Car si le mariage avait uni deux noms honorables, il n’avait pas, semble-t-il, immédiatement garni les coffres.
Le marquis, dont les finances se montraient anémiques, prit alors une décision que l’époque jugeait à la fois naturelle et courageuse : partir à la guerre.
Pourquoi ? Comment ? Les récits divergent.
Mais l’explication la plus flatteuse — et donc, à ce titre, parfaitement suspecte — veut qu’il cherchât à remplir ses caisses afin d’offrir à Françoise-Athénaïs un train de vie plus conforme à son rang, qu’il estimait aussi nécessaire que mérité.
Preuve, s’il en fallait une, de l’attachement sincère — voire généreusement exagéré — qu’il lui portait.
Parallèlement, certaines sources laissent entendre qu’il tenta d’obtenir du roi quelques secours financiers : pensions, charges ou faveurs diverses, ces monnaies discrètes dont Louis XIV savait user avec autant de parcimonie que d’efficacité.

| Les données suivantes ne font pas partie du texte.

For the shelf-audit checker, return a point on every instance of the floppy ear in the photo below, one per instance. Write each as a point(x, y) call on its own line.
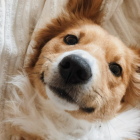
point(89, 9)
point(133, 91)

Les résultats, eux, semblent avoir été… variables.
Car à défaut d’enrichir durablement son existence, ces entreprises contribuèrent surtout à maintenir le marquis dans cet état singulier où l’on espère beaucoup, dépense davantage, et rembourse rarement.
C’est dans ce contexte, où l’espérance rivalisait sans cesse avec les créanciers, que naquit leur première fille, Marie-Christine.
Naissance heureuse, comme il sied aux unions que l’on souhaite solides, et qui apporta au foyer une joie sincère — accompagnée, bien entendu, de quelques obligations supplémentaires, dont la nature matérielle ne saurait être ignorée.